Metadata for OCR models and/or OCR model training sets #86

wrznr · 2018-10-12T14:15:08Z

We need to define a set of metadata for OCR models including at least:

engine (inkl. version)
parameter setting for training
reference to OCR model training set
...

We need to define a set of metadata for OCR model training sets including at least:

information on the training materials
(output) character sets
license
...

wrznr · 2018-10-12T14:17:06Z

@VolkerHartmann Relevant for GT repository as well as model repository.
@bertsky Relevent for post correction.

Additions to metadata entries and proposals for representation format(s) very much welcome.

VolkerHartmann · 2018-10-15T08:47:31Z

GT repository
@bertsky: Which attributes will be important for the selection of GT records?
I'm thinking of:

Font
Publication date
Print shop (?) (I have not seen this attribute yet but it could be helpful, couldn't it)
...

Model repository
At the moment no collection (for training set) can be created and therefore not referenced. This feature is planned for future versions. Until then all pages/data have to be listed.
How willl the parameter look like? (To be most generic a key-value implementation would be appropriate)
information on the training materials:
Part of the GT metadata. e.g. publishing date, language, fonts, ...

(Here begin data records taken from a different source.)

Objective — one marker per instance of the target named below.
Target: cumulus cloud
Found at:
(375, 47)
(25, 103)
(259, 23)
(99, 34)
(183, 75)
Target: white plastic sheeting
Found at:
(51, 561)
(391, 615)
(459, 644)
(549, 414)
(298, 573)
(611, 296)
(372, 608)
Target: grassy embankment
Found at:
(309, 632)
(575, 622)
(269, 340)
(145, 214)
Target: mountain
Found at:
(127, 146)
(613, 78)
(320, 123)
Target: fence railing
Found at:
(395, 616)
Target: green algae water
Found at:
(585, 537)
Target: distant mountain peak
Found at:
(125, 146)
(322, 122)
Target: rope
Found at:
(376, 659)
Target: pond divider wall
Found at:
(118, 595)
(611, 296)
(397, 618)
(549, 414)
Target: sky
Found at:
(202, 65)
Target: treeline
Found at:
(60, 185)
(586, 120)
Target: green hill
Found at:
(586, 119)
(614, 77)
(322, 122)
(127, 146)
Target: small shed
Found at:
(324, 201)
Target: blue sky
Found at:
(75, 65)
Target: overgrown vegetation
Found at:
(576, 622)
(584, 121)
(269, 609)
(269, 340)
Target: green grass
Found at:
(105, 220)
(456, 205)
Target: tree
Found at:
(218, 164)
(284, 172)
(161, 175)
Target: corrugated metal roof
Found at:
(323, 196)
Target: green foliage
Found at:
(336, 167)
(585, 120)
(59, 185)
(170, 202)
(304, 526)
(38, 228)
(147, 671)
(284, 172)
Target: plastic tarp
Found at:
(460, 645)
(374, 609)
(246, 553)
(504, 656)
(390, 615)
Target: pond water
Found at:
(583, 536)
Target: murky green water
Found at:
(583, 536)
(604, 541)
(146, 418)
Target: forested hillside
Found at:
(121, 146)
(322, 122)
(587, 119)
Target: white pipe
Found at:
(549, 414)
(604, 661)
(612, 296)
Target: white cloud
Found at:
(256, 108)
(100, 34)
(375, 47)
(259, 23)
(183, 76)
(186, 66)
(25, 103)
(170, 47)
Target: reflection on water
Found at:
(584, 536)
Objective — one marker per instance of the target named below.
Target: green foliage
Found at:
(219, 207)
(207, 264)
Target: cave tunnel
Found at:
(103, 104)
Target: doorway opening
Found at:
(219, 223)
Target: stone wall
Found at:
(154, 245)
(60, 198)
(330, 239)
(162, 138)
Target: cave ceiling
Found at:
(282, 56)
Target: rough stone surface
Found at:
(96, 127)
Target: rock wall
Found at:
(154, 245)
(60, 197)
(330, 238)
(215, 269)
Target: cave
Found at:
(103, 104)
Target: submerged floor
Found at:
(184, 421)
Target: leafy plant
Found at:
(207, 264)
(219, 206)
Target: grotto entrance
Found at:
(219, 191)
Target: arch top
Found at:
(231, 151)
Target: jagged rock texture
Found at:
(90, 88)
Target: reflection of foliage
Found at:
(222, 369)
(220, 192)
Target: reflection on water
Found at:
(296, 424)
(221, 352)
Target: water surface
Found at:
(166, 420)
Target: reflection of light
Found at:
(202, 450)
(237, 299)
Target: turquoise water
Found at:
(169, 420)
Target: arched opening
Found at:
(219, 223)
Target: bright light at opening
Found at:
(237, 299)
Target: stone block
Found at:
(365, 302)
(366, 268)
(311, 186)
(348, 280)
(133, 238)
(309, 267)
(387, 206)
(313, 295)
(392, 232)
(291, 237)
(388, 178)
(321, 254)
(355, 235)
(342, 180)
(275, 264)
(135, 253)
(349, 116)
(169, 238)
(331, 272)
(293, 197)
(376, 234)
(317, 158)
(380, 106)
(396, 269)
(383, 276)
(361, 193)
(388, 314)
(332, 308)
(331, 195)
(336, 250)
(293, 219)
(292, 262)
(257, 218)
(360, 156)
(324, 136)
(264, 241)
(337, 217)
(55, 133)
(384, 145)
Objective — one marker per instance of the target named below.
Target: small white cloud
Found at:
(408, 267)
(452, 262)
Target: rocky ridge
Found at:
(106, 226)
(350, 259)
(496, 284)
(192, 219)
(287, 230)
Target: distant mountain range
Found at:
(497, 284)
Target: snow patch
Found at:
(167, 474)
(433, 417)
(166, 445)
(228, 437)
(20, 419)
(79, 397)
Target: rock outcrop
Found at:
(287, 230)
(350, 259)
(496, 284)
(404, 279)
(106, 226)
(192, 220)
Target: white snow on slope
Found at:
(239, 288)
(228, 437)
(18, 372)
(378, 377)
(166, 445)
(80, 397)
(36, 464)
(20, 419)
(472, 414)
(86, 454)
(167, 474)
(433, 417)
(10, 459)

bertsky · 2018-10-15T12:41:11Z

@VolkerHartmann Sorry, I am not so sure what it is you are asking me for. This issue is about OCR model meta-data, and I already find the list of features for that mentioned by @wrznr in the original post sufficient for post-correction purposes. Are you actually addressing #85 here? And what does "selection of GT records" refer to (the selection of features for GT meta-data records perhaps)?

VolkerHartmann · 2018-10-15T13:08:43Z

If the list of features is sufficient, that's fine.

wrznr · 2018-11-06T08:21:31Z

@VolkerHartmann In which format can necessary metadata be sufficiently (i.e. in a formal, machine-readable way) defined?

VolkerHartmann · 2018-11-06T08:27:01Z

Most formats are easy to parse. I would prefer JSON or XML but key-value pairs are also ok if no hierarchy exists.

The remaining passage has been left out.